Friday, November 19, 2021

If the Shoe Fits

My best friend posted a quote on social media a while ago. I don't know who said it, but the quote was,
"You're not overwhelmed. You're lazy and unorganized." 
And wow. How direct and to the point. Some might say it is rude or tactless, but I'm a very direct person and it's exactly what I needed. 
It wasn't directed at me, but it was an "if the shoe fits" kind of situation. And it definitely fit.
I have two boys. Toddlers. They're wild and crazy and keep me on my toes. They exhaust me. It is a lot harder to go do all the things I want to do with them in tow, so I tend to make a lot of excuses.
And I've been putting off all the things I know I need to do in order to be successful in my endeavors. 
This quote, this one simple thing, it has been saving me from myself.
I already knew I was in my own way and lacking in self discipline, but this helped me put in perspective what I need to do on a daily basis to change that.
I'm being more intentional about creating good habits, and doing the things that make me feel good; going for a walk in the morning instead of letting my kids watch cartoons, cooking breakfast immediately instead of putting it off while scrolling social media, checking the horses, letting Tell ride his dang pony, exercising when I put the boys down for a nap, taking my supplements every day, making my bed as soon as I get up, keeping the floor swept and messes picked up as much as possible with my tornadoes. 
They're small things. I was so focused on the big things that I want to, but am unable to do at this point in time, that I forgot the small habits make the biggest difference.
If you're in that place too, I have a little piece of advice. Get out of your own dang way. Write down on a paper the things you should do every day, every week, every month. Shower, get dressed, and put your face on in the morning even if you have nowhere to go. It makes all the difference!
Stop being lazy, and get organized! 
XO, The Cowboy's Wife

Thursday, November 18, 2021

That Pivotal Moment

The moment I first felt like a mother...
I wouldn't highlight it as the moment I first felt baby kick.
Or the moment when I first heard that wonderful cry.
Or the moment when they laid my beautiful boy on my chest.
I wouldn't even say it was when we were finally all home as a family.

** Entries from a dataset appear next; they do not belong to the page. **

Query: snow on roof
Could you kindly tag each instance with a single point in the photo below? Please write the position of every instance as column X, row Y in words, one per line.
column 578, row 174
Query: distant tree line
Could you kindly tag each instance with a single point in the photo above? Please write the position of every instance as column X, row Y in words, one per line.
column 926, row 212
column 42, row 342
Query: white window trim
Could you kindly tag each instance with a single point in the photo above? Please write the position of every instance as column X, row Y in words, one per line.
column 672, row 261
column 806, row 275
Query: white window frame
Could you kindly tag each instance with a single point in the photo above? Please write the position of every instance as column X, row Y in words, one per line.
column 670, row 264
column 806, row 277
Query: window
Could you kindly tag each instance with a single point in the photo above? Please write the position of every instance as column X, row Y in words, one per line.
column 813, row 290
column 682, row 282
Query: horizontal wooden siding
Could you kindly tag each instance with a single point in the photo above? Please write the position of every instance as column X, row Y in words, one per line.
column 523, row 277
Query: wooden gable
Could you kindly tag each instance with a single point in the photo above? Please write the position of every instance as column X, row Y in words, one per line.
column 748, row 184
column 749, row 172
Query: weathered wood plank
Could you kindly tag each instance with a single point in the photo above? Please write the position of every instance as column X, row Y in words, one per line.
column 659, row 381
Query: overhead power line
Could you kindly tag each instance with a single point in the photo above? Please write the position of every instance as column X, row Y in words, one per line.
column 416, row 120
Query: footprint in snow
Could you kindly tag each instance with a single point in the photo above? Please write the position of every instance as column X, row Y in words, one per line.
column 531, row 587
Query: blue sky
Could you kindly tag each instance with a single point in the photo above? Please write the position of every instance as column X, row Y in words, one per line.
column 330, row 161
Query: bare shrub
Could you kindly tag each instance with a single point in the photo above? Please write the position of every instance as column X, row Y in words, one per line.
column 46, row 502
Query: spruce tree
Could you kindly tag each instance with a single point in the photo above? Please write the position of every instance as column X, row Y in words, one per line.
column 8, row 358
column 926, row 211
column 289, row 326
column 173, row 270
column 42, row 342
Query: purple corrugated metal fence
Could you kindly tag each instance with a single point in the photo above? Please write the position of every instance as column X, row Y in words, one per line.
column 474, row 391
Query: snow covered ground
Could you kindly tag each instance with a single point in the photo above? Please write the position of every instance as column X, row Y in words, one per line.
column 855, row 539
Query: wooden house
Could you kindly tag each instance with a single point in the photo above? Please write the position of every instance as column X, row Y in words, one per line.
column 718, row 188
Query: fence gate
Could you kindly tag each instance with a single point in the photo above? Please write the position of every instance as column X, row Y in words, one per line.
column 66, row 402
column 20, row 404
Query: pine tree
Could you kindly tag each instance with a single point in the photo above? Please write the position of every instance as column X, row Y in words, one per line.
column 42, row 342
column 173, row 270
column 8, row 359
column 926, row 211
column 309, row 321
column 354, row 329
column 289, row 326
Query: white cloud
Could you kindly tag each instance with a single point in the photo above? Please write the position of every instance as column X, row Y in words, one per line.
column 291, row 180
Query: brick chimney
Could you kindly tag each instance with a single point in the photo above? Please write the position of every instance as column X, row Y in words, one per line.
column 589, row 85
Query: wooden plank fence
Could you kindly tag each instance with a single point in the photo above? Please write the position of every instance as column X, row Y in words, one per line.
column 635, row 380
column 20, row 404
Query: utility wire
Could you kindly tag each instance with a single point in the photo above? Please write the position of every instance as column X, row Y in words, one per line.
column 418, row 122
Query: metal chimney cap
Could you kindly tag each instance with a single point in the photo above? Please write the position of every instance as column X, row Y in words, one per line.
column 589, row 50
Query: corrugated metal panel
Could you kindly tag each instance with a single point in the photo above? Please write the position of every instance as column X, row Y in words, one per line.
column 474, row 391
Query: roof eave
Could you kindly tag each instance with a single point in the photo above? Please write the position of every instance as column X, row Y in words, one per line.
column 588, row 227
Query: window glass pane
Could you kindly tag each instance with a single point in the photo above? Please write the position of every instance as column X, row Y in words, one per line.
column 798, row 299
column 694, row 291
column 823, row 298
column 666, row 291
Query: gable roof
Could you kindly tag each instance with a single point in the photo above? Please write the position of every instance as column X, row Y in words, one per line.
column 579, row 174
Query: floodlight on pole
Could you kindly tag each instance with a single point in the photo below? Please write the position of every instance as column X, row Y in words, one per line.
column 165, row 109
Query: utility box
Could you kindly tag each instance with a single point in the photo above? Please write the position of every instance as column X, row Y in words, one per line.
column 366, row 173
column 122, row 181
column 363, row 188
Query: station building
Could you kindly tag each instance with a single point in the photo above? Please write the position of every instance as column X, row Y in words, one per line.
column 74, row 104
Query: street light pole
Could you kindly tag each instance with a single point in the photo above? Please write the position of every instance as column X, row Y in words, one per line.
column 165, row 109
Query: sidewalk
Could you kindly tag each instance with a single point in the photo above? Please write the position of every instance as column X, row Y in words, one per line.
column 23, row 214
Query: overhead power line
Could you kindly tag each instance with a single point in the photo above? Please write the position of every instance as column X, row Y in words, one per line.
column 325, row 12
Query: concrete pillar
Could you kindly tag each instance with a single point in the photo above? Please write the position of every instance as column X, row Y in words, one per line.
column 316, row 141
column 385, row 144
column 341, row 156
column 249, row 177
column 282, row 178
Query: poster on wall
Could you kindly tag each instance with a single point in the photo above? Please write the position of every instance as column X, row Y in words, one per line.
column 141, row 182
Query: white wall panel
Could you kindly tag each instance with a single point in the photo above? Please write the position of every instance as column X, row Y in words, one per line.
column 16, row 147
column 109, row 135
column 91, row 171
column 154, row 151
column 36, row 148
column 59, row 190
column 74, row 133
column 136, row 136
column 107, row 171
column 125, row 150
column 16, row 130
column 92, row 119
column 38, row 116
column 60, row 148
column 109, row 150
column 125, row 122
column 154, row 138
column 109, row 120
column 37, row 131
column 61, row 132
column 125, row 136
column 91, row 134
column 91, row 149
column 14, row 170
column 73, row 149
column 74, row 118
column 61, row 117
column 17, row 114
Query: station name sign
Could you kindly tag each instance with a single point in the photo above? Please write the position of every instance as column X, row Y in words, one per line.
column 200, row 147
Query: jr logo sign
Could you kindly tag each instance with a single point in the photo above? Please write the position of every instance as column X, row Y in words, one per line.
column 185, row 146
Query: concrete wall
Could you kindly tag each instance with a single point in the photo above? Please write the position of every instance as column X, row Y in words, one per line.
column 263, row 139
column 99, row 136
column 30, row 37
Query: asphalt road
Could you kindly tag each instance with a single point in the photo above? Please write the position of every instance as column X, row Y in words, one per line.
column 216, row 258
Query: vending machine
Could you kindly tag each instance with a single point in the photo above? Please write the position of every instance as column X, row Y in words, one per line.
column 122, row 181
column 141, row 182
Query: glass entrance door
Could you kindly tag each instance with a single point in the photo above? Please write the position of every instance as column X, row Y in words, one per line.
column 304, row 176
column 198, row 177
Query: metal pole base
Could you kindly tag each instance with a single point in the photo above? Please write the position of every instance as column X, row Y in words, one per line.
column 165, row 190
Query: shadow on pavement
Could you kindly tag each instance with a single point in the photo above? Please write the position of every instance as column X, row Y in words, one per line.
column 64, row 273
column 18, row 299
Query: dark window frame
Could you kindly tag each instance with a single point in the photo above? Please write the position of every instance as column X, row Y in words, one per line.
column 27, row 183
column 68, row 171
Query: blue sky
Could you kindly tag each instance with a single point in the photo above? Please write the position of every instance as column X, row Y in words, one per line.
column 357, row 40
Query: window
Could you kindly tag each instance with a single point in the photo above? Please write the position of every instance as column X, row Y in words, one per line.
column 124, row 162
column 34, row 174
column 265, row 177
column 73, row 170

I recall very early on in my pregnancy, (I was probably 5 or 6 weeks along) I was riding through my father-in-law's field on a colt with my husband. Now, it wasn't a bad colt and he wasn't super green. But I also recall it being the only time I was truly afraid on a horse. He got a little silly about crossing a ditch and I burst into tears.
Tyrell had no idea what to make of this, never having had to worry about me on a horse before.
The difference this time is that I wasn't worried about myself. I was worried about the tiny child growing inside of me, despite the fact the only evidence was a pregnancy test and I'm not sure Ty quite believed it was true! 
That was the moment. 
It was a pivotal moment of huge change in my life, one I will always remember.
My normally fearless, I'll-try-anything-once self had turned into something else entirely.
Suddenly my brain was working overtime thinking of all the things that could go wrong.
That hasn't really stopped since then. Now, I have two little ones to worry about. 
Isn't that what being a mother is all about? Constantly thinking of someone else's needs, worrying about someone else's well being? 
I sometimes miss being able to live in the moment more, to be fearless, to be willing to try anything. But I wouldn't trade my babies, or the person I've become because of them, for the world. 
XO, The Cowboy's Wife

Tuesday, November 9, 2021

Sedentary Life

If our great-grandparents could time travel to our day and age, I suppose it would be obvious to them why depression, anxiety, and other mental illnesses are so rampant. Why they appear in such high numbers. Imagine what they would see when observing our daily lives:
A person waking in their home to go to their 9-5, commuting on a crowded freeway in a smoggy city with thousands of others doing the same thing. They spend their day in an office, working for someone else. They then commute home on the same road in the same smog with the same thousands of people. They walk inside and turn on the tv, then go to bed late. 
I wonder if our ancestors look down on us and say, "Don't you do anything else?" 
Most people don't know how to plant a garden. Or raise animals for meat. Or milk a cow. Or hunt. Or do a lot of the basic things our ancestors did that was just a part of their daily survival. They were busy. They were always building, doing, working towards something. They knew exactly their purpose and why they were doing what they were doing.
I wonder if they would look at our past times and wonder why we spend so much time doing...nothing. Watching TV. Scrolling on our phones. Playing computer games. 
People weren't meant to be so dang sedentary. Get out there and find a purpose! Dig in the dirt. Create something. Build something. Set a goal and then work hard to achieve it! Wake up in the morning and cook breakfast, then GO OUTSIDE. Leave the job you hate. There are so many other options. Be brave enough to build yourself a happy life.